A few of those Bike Week vendors are actually local folks

LACONIA — Among the more than one hundred licensed vendors hawking their wares at Motorcycle Week most are itinerant traders travelling from one event to the next, while only five are associated with local businesses and perhaps another handful based in New Hampshire.
Three — Cormier's Sugarhouse of Alton, Rollin' in the Dough of Sanbornton and Magnetic Therapy Jewelry of Gilford — are doing business at the rally for the first time. Carolyn's Creameree of Loudon is at The Weirs for the fifth year and Sharky's Hot Dogs and Sausages of Tilton for the third time.

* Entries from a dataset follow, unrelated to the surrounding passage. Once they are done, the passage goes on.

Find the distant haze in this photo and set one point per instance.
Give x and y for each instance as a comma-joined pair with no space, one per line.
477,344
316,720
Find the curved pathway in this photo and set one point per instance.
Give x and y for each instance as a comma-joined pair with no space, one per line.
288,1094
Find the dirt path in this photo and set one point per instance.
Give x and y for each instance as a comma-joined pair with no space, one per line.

Dennis Cormier, who operates a sugarhouse with his wife Judeann, said that city officials told him he was the first to ever offer maple products, a quintessential New Hampshire speciality, at Bike Week. Apart from candy and syrup, he offers maple cotton candy, which has proved a favorite. "The other day it was non-stop cotton candy," he remarked, "The machine didn't stop for over an hour."

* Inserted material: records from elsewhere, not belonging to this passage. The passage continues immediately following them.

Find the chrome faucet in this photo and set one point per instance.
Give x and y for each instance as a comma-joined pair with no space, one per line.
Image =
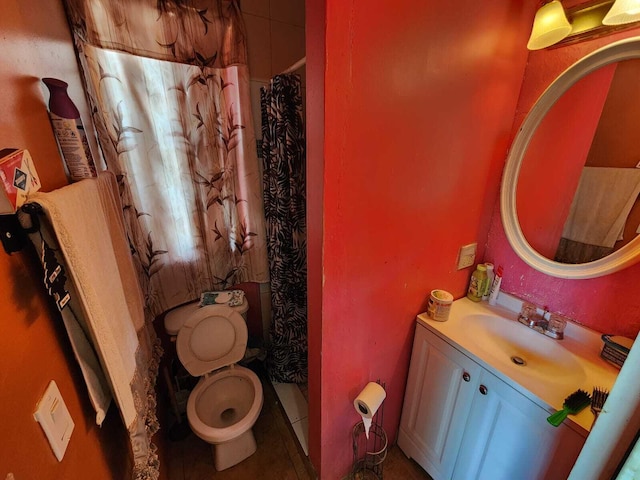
541,323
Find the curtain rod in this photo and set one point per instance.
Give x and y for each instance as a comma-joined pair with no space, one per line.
295,66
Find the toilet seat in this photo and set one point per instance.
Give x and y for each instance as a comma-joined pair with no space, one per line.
213,337
218,435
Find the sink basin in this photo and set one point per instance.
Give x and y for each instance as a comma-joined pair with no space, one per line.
516,347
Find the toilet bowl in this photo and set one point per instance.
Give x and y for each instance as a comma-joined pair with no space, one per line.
226,402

"Except for the maple drops, maple tea and pancake mix, we make everything we sell," Cormier said. "I'm not going to tell anyone I make it when I don't." A culinary arts students who entered the food business at the age of 12, Cormier and his wife met when they discovered they were both tapping maple trees, he in Brentwood and she in Candia. Now they gather sap from an 11-acre sugarbush in Alton, where they started their business in 2008.

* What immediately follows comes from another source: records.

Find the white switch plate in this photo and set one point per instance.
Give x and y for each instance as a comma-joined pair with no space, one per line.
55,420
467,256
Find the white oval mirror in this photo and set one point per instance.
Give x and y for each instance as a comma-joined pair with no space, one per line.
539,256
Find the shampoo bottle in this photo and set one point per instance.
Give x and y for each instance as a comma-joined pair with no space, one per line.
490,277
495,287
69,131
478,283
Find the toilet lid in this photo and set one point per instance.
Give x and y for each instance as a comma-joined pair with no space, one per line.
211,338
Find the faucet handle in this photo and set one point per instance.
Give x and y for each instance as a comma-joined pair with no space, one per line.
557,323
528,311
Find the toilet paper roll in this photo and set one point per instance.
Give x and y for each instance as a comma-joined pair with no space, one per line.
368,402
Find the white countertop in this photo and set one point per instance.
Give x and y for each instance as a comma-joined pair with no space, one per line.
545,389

Cormier vowed that although the weather has slowed sales, I'll come back next years. You can't do anything about Mother Nature." Located at the Weirs Beach Drive-In, behind the stage at the Lobster Pound, Cormier said he may seek quieter space on the boardwalk next year.
Next door, at Rollin' in the Dough, Wayne Tardif and Elizabeth Marad mind the stall for Ed and Rachel Page who own and operate the bakery in Sanbornton. Tardif explained that the Pages only sell their baked goods, numerous varieties of breads and pastries, at farmer's markets between Tilton and Boston. "They are selling somewhere every day of the week and sometimes at more than one location," he said.
Tardif said that he and Page are both avid motorcyclists who have been coming to the rally "forever." This year they decided to rent a space and sell their goods. "The product sells itself," Tardif said. "Everything, from cookies to breads to donuts, is baked fresh daily."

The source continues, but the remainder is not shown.